Marking off the Territory
The very first precaution a crane operator takes is to mark off a work territory around the crane. The size of the work area depends on the crane attachment the operator is using that day. For instance, if he/she is using a wrecking ball, the arc of the swing on a wrecking ball determines the work territory. These massive stone or steel balls can demolish buildings in seconds, and squash a human like a fly under a fly swatter. Ergo, the arc and the swing area around the crane and the wrecking ball needs to be blocked off from both the public and other construction/demolition employees until the job is complete.
Avoiding Metal Objects When Applicable
Cranes are frequently used to "grab" large piles of metal using a magnetic attachment.
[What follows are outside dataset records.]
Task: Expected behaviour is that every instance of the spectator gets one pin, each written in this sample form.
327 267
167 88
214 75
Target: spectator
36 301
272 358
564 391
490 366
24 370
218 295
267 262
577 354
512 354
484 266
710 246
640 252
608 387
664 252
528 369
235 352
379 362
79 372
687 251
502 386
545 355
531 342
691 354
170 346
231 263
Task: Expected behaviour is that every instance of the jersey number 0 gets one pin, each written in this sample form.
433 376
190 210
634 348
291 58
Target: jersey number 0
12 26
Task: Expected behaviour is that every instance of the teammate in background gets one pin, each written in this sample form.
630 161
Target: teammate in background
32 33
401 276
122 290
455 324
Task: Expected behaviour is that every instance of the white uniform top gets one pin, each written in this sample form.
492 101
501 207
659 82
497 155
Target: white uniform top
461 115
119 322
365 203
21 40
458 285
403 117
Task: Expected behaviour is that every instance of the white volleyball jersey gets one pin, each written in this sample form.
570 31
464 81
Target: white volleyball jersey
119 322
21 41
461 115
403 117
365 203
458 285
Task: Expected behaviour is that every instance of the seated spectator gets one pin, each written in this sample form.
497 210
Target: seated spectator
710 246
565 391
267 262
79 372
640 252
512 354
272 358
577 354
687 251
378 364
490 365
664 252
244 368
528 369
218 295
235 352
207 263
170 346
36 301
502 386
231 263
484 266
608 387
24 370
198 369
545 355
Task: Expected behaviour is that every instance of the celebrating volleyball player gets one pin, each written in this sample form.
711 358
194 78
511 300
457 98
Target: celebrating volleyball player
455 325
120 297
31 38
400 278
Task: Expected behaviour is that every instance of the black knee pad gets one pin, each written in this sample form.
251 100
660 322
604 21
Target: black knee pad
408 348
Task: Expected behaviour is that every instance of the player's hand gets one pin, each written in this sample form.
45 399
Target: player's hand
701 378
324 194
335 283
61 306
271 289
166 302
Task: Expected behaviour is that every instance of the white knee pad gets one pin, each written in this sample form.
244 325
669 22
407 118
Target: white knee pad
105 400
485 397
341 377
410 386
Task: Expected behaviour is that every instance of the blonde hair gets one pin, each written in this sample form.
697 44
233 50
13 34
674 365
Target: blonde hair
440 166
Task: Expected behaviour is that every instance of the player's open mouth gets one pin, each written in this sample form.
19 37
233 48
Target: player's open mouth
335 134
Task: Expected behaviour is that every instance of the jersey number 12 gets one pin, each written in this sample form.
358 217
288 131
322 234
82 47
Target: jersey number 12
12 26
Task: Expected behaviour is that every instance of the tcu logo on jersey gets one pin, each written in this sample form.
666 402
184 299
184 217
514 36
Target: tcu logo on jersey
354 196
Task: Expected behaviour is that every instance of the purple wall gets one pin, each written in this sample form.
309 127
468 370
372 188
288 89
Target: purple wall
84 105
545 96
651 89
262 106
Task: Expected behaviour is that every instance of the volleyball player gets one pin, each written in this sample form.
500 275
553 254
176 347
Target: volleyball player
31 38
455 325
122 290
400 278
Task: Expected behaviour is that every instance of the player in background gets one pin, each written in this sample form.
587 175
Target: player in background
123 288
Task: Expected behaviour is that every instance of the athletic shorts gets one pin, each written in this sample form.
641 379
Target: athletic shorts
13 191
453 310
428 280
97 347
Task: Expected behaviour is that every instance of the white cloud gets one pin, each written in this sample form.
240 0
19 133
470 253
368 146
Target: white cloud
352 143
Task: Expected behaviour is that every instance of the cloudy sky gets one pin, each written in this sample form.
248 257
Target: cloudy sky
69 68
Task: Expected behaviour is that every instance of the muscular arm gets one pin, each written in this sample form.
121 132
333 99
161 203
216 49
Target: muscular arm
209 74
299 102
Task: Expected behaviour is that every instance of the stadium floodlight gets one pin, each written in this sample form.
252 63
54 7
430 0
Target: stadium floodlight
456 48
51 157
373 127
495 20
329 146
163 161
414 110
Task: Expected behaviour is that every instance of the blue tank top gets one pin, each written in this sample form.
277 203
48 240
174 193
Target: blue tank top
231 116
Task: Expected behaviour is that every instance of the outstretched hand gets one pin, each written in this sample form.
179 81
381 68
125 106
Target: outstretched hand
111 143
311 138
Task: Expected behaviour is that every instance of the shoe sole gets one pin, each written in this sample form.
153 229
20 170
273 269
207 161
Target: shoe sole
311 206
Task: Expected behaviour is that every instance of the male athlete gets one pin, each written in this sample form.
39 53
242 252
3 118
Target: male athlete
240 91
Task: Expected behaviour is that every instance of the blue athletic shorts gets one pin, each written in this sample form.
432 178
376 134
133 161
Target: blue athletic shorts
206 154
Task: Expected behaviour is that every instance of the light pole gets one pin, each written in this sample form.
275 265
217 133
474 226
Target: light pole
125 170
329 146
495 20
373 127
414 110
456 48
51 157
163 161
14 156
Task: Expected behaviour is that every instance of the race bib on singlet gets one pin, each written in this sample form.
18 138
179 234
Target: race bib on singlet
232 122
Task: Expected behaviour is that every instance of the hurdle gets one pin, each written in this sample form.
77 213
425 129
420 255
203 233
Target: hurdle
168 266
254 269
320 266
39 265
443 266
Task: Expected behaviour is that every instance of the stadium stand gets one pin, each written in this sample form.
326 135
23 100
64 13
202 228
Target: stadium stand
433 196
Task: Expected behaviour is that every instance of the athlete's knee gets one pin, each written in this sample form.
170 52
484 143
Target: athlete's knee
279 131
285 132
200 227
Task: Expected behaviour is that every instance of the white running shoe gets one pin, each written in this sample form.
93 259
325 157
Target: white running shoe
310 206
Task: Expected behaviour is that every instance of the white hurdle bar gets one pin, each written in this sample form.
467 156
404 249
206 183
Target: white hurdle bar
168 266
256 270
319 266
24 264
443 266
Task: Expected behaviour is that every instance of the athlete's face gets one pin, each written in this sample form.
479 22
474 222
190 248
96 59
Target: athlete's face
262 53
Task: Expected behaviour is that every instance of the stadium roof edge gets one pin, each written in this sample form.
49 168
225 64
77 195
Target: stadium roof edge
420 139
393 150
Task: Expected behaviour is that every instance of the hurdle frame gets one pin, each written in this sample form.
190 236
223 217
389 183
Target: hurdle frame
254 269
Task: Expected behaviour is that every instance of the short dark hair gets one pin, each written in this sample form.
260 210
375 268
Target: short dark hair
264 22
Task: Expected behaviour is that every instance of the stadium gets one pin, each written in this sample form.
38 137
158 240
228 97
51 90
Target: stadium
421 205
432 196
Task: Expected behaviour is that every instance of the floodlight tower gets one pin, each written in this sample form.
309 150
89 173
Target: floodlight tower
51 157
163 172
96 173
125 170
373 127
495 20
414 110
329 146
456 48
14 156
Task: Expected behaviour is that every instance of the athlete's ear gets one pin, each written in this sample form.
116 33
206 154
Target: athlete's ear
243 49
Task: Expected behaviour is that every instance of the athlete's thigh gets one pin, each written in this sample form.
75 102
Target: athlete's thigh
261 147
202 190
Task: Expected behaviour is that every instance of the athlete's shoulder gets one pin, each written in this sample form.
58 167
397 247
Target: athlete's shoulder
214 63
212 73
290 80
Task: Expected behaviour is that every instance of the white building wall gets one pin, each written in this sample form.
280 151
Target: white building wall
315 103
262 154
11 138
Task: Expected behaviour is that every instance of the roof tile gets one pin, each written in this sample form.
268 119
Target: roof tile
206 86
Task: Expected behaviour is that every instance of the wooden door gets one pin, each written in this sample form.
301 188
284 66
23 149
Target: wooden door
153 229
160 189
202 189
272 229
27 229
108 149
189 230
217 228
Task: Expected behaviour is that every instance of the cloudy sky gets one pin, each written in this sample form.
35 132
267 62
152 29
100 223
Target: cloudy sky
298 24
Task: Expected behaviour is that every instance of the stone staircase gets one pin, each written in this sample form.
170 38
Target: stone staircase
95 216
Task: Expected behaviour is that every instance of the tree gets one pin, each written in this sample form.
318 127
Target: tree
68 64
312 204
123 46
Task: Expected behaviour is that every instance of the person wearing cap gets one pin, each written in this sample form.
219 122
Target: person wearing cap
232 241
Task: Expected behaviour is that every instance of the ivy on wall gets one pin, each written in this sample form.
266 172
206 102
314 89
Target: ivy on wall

If this applies to any job you want the crane operator to do, he/she will first request that everything metal in the vicinity of the job be moved out of range. An example of this job is picking up a ton of metal shed debris and dropping it in a dumpster. If your car is parked too close, the magnet will grab that by accident, and the only way to let go of it is to drop it by cutting off the magnet's power. Damage to your car is the result, so it is important to remove such objects before the crane operator begins.
Taking in the Full Scope of the Work Zone Before Getting into the Crane
Cranes are very loud machines. For that very reason, the crane operator has to keep his/her eyes wide open. He/she will scope out the entire work zone before getting into the cab of the crane to make sure there is nothing and no one around. If there is, the object or person has to be moved or move before the crane operator even starts the crane.
If someone enters the crane operator's work zone, even on the very edge of it, the crane operator is forced to stop work until that person leaves the work zone. Being conscientious of people and the surrounding area is a major part of job safety for a crane operator. In protecting others, the crane operator is also protecting him/herself from losing a job and losing his/her crane operator's license.
If you need the crane operator for an extended period of time on a large job, he/she will likely want to post signs that say, "Hard Hat Area ONLY." This reminds everyone within several feet of the crane that stuff can fall on them and hurt or kill them. Such signs are often mandatory if there is any chance that such injuries or fatalities could occur. If the crane operator wants to do this, and requests to do it, by all means let him/her!
Locking the Doors to the Crane When It Is Not in Use
Pranksters target cranes because the cranes look like a lot of fun to operate. A crane that is left unlocked is a major risk on a number of levels. It could even be considered negligence on the part of the crane operator if someone gets hurt! Hence, crane operators will lock the doors of a crane and take the keys with him/her at the end of a shift. If the crane needs to be moved during work hours, the crane operator has to be the one to do it.